No one is saying we need to scrap FM tomorrow, but the fact there’s barely a framework for a credible switchover is an abdication of responsibility from government.

For a time it really did seem like the UK radio industry was on an unstoppable collision course with digital switchover, and if you’d asked anyone in the industry whether it’d have happened by 2021, they’d almost certainly say yes. Well, it’s 2021, FM takes a progressively shrinking share of ear, and yet, we have no framework to get rid of it in the foreseeable future.

Digital switchover is a blunt tool; basically a nudge to move totally off one platform, and one which various parts of the industry would have resisted anyway. But surely, surely, it has to remain on the agenda. It’s essentially been put off for another decade, with no clarity as to if we’ll actually take the plunge when we get to that point anyway; this betrays a shocking lack of ambitious and shortage of confidence in the ability of the UK radio industry to manage this transition in an interesting and innovative way.

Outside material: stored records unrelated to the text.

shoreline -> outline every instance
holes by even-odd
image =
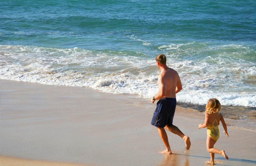
[[[76,87],[79,88],[84,88],[95,91],[100,93],[102,93],[107,94],[109,94],[110,95],[127,95],[133,96],[134,97],[139,100],[140,102],[143,103],[144,104],[148,104],[148,103],[147,103],[148,100],[147,99],[141,97],[138,94],[109,93],[102,92],[96,88],[88,87],[70,87],[63,85],[48,85],[37,83],[0,79],[0,82],[1,80],[24,82],[28,84],[35,84],[46,86],[74,88]],[[197,113],[196,113],[196,112],[203,113],[204,112],[205,109],[205,105],[196,104],[179,102],[179,101],[177,102],[177,108],[180,107],[181,108],[180,110],[183,110],[183,109],[189,109],[190,111],[192,111],[191,113],[196,114],[197,115]],[[222,105],[221,112],[221,113],[223,115],[223,117],[227,119],[228,120],[227,124],[228,125],[256,131],[256,107],[241,106]],[[203,117],[204,116],[204,115],[202,115],[200,114],[198,114],[198,115]]]
[[[150,124],[155,105],[144,99],[84,87],[0,81],[1,156],[99,166],[200,166],[209,159],[206,130],[197,128],[202,112],[177,107],[174,124],[192,144],[187,150],[180,138],[168,132],[174,154],[167,156],[158,153],[164,147]],[[230,137],[221,133],[216,147],[225,149],[230,159],[216,155],[218,164],[256,163],[252,146],[256,132],[228,130]]]

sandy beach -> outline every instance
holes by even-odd
[[[202,112],[178,106],[173,124],[190,138],[190,150],[168,133],[173,154],[150,124],[155,103],[138,96],[86,87],[1,80],[0,165],[205,165],[209,160]],[[227,120],[227,124],[233,123]],[[223,130],[220,125],[220,131]],[[256,165],[256,132],[228,126],[215,147],[217,165]]]

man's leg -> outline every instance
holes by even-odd
[[[180,136],[183,140],[184,143],[185,143],[187,149],[188,150],[189,149],[190,146],[191,145],[189,137],[184,135],[177,127],[173,125],[171,126],[166,125],[164,127],[164,128],[173,134],[175,134]]]
[[[165,153],[166,154],[172,154],[172,151],[170,148],[170,145],[169,144],[169,141],[168,141],[168,137],[167,134],[165,132],[165,130],[164,128],[160,128],[157,127],[158,133],[159,136],[161,138],[164,146],[165,147],[165,150],[159,153]]]

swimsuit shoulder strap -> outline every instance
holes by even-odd
[[[216,117],[215,117],[214,118],[215,119],[214,119],[214,121],[213,121],[213,122],[212,123],[212,124],[214,124],[214,122],[215,122],[215,121],[216,121],[216,123],[217,123],[217,124],[219,124],[218,123],[218,121],[217,121],[217,119],[216,119]]]

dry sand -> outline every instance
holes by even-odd
[[[209,159],[202,113],[177,107],[174,124],[192,144],[187,150],[168,132],[168,155],[158,153],[164,147],[150,124],[156,104],[136,96],[3,80],[0,93],[1,166],[194,166]],[[256,132],[228,130],[215,147],[230,159],[215,155],[217,165],[256,165]]]

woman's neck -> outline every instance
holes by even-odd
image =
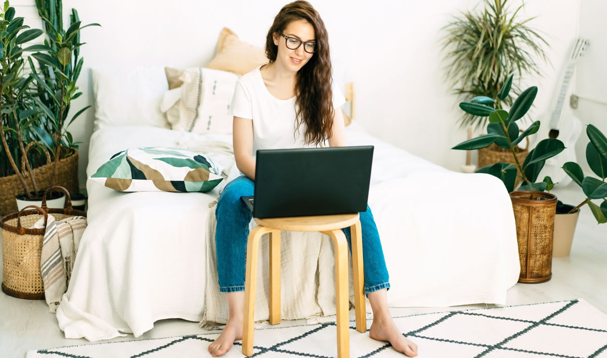
[[[263,77],[275,83],[283,83],[285,82],[292,83],[294,82],[295,76],[297,74],[297,72],[293,72],[284,68],[276,61],[264,65],[262,70]]]

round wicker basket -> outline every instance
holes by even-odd
[[[56,220],[73,216],[86,216],[86,213],[75,210],[72,207],[69,193],[64,209],[49,209],[46,207],[46,194],[50,190],[60,188],[49,188],[42,197],[42,207],[35,205],[25,207],[19,213],[10,214],[0,219],[2,229],[2,291],[17,298],[43,300],[44,285],[40,272],[40,257],[42,254],[42,239],[46,229],[27,228],[41,218],[44,224],[48,215]]]
[[[79,190],[78,162],[78,151],[75,150],[73,154],[60,159],[58,164],[55,184],[66,188],[72,194],[78,193]],[[40,189],[46,189],[53,184],[51,182],[53,165],[54,163],[50,162],[32,170]],[[24,176],[30,185],[30,188],[33,190],[29,174],[25,171]],[[17,174],[0,177],[0,214],[17,211],[17,202],[15,197],[21,193],[23,193],[23,187],[19,183]]]
[[[554,215],[557,197],[549,193],[517,191],[510,193],[517,225],[519,282],[538,283],[552,277]]]

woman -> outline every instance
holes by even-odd
[[[283,7],[268,32],[265,51],[270,63],[239,80],[230,105],[234,115],[234,156],[244,175],[226,186],[215,211],[219,287],[225,293],[229,319],[222,334],[209,345],[209,351],[215,357],[225,353],[235,340],[242,338],[246,240],[251,214],[240,198],[253,194],[254,153],[258,149],[316,147],[325,140],[331,147],[345,145],[339,110],[345,100],[331,88],[328,35],[316,10],[306,1]],[[369,336],[389,342],[408,356],[415,356],[417,346],[402,336],[388,311],[388,272],[370,209],[367,207],[360,215],[364,290],[373,312]],[[350,240],[349,228],[344,231]]]

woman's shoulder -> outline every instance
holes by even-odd
[[[248,87],[253,85],[257,81],[260,76],[259,67],[260,67],[260,65],[257,66],[251,71],[245,73],[239,79],[238,81],[243,86]]]

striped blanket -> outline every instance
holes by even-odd
[[[59,221],[56,221],[52,214],[48,217],[42,240],[40,271],[49,311],[55,313],[67,289],[87,222],[84,216],[71,216]]]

The UK radio market in 5 years or so should have FM frequencies as the preview of community and small scale local radio, with DAB and other digital platforms for the big hitters; we thought this would be happening by now, but it’s nowhere near close.

There is something to be said for the risk of doing it far too soon and it having a regressive impact; people (generally older people) who rely on radio for company or information, and who only have access to FM, this is getting rarer, but it’s an important thing to bare in mind. And it’s less an argument against switchover and more a nudge that if we were to do it we’d need government to subsidise DAB radios for all that need to transfer, so as to not pass the excess cost onto unwitting FM listeners.

I think waiting into potentially the 2030s would put us at odds with both the original ambitions in the industry, and the rest of Europe as various nations get closer to a digital onto landscape. Using ageing FM technology indefinitely won’t make sense for much longer considering the growing majority who consume radio through a number of digital platforms, first and foremost DAB of course.

Analogue radio has served its purpose in the UK for a long time, and it’s brought entertainment and information to audiences for years, but it’s time for the curtain call, and it’s time to move on. The biggest hurdle (as well as getting older listeners access to DAB at home) is cars; so many folks listen to the radio in their car (often the only time they listen) and it’s an analogue only radio. Killing FM without addressing this would be suicidal: we have to ensure cars are fitted with DAB for free or at minimal cost once we implement the switchover, with government subsiding the cost for the consumer, so as to ensure we aren’t essentially saddling people in the country with excess costs that some simply can’t afford.